DIY Analytics with GoAccess July 3, 2017

In most modern organizations, essential logs will be sent to an internal or hosted log management service. However, that may not yet be the case, or it may not be the case for 💯 of the logs.

Over the last few years, I’ve found a tool called GoAccess incredibly useful in a variety of the more edge case scenarios, or for environments where full scale log infrastructure wasn’t needed.

At it’s heart, GoAccess is a high speed HTTP log processing and analytics engine, with a few very handy additional features.

Use cases I’ve found it particularly useful for:

  • As the website notes, with the terminal output mode, it’s very handy for realtime troubleshooting on a server. (“What is responsible for the traffic I’m observing?” )
  • Out of the box, it supports many types of AWS specific logs, such as ELB and CloudFront. This can be helpful for seeing specific details of a single sampling point of your infrastructure. (e.g. calls from one backend service to another.)
  • It has JSON output, which makes it very straightforward to extract structured information, for aggregating log data to time series metric systems or other dashboards.

Example: Processing Cloudwatch Logs

I was curious about what my blog traffic looked like, especially after the relaunch.

I do have Google Analytics turned on, but many people’s ad blockers also block the GA plugin; and most bots and crawlers won’t report in, either.

I made a simple Makefile with 2 targets in it.

The first fetches the logs from the s3 bucket, for the current month and previous month. The log pattern includes the datestamp, so this can be used for basic date range filtering.

	aws s3 sync --exclude "*" --include "*2017-06*" --include "*2017-07*" s3://mylogbucket/ .

The report target runs GoAccess twice, once to see the entire report, and the second one adding a simple grep to filter the logs down to only cache misses. This can be a handy way to validate the behavior of the caching rules that are in place.

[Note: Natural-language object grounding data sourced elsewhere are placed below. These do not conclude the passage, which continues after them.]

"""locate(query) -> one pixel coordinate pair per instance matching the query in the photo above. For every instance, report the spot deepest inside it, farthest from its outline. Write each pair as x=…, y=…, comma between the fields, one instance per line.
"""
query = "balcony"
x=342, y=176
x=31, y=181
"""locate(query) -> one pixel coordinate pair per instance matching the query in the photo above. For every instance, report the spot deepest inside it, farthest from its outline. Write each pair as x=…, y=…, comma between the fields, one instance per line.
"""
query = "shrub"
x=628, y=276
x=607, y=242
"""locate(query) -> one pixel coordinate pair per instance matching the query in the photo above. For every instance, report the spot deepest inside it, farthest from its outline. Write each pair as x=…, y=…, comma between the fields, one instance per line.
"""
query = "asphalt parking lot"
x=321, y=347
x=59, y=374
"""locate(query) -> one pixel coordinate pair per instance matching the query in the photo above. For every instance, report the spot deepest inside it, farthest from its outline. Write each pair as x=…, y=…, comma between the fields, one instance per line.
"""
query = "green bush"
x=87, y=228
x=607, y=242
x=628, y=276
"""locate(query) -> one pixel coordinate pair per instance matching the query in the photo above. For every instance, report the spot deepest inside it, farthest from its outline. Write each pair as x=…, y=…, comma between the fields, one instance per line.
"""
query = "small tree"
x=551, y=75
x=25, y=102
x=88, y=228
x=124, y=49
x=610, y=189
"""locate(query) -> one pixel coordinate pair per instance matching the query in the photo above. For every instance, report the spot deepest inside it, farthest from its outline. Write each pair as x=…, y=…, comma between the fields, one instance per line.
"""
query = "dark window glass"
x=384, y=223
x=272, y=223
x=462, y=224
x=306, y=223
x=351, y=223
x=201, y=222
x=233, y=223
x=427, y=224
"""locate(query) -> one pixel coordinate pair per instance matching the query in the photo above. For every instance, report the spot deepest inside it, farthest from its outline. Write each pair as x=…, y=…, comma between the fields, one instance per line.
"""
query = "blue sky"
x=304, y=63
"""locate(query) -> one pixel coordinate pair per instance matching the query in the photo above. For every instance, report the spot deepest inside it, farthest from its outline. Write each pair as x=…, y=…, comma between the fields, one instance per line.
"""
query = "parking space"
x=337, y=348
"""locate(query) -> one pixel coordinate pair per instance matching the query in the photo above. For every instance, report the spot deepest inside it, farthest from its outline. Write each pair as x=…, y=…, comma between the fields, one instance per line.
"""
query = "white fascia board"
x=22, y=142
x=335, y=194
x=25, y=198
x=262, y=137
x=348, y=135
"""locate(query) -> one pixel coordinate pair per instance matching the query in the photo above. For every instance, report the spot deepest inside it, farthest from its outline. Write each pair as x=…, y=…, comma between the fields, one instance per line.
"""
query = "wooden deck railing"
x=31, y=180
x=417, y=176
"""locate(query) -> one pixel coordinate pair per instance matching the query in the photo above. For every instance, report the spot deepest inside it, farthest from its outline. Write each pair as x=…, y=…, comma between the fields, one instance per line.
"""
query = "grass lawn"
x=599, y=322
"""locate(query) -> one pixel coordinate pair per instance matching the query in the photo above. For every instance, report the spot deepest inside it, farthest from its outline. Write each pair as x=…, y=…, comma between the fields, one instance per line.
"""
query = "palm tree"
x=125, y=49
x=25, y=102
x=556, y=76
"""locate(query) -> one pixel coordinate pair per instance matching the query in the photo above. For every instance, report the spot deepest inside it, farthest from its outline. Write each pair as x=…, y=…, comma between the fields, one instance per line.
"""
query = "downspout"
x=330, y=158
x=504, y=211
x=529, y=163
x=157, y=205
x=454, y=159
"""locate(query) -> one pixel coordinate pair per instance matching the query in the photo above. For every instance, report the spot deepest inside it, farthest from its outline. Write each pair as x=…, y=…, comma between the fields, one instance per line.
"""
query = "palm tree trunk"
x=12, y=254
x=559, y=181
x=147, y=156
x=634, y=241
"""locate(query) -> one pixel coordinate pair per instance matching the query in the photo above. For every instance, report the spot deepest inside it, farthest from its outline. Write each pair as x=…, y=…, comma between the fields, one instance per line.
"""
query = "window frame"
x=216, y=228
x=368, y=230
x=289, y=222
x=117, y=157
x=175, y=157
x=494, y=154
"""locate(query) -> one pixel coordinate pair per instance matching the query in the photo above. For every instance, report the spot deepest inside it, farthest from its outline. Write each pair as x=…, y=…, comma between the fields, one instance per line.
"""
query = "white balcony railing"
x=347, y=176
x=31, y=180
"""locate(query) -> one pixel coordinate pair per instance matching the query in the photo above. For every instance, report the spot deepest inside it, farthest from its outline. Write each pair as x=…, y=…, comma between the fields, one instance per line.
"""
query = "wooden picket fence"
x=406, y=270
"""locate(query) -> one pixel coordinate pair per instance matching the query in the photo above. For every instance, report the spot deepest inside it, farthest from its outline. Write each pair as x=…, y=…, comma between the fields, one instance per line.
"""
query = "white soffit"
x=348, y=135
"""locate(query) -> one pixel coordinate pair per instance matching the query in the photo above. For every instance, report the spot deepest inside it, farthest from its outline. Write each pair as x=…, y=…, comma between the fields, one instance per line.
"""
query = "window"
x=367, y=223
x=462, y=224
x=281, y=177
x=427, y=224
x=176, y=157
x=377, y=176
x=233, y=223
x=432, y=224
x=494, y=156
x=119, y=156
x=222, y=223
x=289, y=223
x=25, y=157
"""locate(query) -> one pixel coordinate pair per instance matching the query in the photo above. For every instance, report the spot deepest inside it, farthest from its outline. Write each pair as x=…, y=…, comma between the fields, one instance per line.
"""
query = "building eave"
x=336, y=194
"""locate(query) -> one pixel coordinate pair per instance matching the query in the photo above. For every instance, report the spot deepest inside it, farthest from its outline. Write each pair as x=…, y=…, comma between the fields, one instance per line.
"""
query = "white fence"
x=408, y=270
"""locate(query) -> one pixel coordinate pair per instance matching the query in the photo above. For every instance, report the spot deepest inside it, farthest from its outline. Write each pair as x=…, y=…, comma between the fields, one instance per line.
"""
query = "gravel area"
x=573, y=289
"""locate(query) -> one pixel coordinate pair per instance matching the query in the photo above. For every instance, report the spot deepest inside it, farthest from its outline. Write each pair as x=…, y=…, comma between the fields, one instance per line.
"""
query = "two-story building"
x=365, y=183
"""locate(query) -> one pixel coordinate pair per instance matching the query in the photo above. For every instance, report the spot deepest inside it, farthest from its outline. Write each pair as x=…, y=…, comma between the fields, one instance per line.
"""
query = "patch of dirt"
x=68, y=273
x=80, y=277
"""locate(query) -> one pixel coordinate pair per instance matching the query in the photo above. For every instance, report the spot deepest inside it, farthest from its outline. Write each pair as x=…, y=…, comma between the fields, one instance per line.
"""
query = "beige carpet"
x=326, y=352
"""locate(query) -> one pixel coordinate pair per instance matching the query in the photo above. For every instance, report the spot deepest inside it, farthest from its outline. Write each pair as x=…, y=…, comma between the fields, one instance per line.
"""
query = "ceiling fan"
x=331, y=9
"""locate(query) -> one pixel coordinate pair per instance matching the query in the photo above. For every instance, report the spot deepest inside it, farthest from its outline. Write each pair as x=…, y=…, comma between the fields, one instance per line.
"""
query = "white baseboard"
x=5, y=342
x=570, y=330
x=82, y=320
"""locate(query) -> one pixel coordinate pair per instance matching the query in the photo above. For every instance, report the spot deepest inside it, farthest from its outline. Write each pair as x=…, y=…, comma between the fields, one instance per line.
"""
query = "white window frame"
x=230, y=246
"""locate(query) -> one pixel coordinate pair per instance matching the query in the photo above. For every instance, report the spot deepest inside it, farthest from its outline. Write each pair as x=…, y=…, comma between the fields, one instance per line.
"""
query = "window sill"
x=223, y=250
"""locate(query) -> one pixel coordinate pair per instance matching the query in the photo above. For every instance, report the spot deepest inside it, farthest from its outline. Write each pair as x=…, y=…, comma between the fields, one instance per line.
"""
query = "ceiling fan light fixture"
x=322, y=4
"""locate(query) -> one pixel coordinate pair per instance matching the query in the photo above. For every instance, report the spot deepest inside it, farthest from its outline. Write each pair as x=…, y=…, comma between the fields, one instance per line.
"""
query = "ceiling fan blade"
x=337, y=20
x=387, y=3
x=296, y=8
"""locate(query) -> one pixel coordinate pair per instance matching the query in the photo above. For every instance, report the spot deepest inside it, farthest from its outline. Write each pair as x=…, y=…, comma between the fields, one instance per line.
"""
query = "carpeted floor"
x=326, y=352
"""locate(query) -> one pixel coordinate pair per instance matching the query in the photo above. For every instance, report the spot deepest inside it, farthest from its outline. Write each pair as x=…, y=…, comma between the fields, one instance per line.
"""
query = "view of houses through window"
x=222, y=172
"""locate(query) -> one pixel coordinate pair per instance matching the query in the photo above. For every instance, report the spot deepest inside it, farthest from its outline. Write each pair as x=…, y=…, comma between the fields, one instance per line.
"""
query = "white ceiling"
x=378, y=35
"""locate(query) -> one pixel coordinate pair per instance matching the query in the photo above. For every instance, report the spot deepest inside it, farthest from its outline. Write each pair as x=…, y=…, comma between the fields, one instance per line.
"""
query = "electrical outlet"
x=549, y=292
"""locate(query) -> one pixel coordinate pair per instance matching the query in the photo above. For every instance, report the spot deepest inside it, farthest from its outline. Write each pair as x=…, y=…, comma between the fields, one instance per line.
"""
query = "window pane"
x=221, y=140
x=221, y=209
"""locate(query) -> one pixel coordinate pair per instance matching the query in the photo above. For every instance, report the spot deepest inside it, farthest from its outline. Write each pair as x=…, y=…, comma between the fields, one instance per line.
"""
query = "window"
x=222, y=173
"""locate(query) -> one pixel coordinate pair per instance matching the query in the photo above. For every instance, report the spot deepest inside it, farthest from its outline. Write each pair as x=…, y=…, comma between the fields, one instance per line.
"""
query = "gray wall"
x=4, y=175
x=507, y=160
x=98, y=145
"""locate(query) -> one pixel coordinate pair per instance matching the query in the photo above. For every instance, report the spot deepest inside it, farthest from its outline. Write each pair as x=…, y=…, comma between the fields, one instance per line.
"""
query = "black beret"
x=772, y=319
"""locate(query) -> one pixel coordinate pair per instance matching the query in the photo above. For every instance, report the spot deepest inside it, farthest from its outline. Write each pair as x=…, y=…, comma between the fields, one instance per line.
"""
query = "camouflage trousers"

	zcat cdn/*.gz | goaccess --log-format CLOUDFRONT --date-format CLOUDFRONT --time-format CLOUDFRONT -o ~/serialized.html
	zcat cdn/*.gz | grep '\sMiss\s' | goaccess --log-format CLOUDFRONT --date-format CLOUDFRONT --time-format CLOUDFRONT -o ~/serialized_misses.html

Running make report only takes 4 seconds and I get a quite nice static HTML page (which has lots of interactive capabilities and optional settings.)

Sure enough, it reports about 2x the traffic that shows up in Google Analytics. At my traffic levels, this is no big deal, but if my bandwidth bills were starting to become painful, it would be very useful to be able to see what exactly is being downloaded and by whom.

I really like how easy it is to filter down what goes into the report, as well. As discussed, it means being able to filter on cache status. Alternatively, if a particular bot user agent is being very agressive, it’s possible to generate a whole report showing only and exactly what that bot is doing.

Using JSON

Running goaccess with -o json gives a JSON representation of all the data. I’ve used this before when a customer had a large group of different virtual hosts on the same Cloudfront & ELB, and wanted accurate per-vhost hit and bandwidth information for internal rebilling.

Running with the json output results in all the data from the HTML display. Here’s what an example per-vhost record looks like:

"vhosts": [
                "hits": 219575,
                "visitors": 6956,
                "percent": 49.77,
                "bytes": 24177209144,
                "avgts": 7777,
                "cumts": 1707745000,
                "maxts": 2831000,
                "data": ""

It’s easy then to, for example, fetch the logs every night from cloudwatch logs (in our case, with the excellent awslogs), extract the bytes/day/host, and store those back into a database.

And that’s it! A simple, well functioning tool that’s my first choice when I’m dealing with HTTP logs in the raw.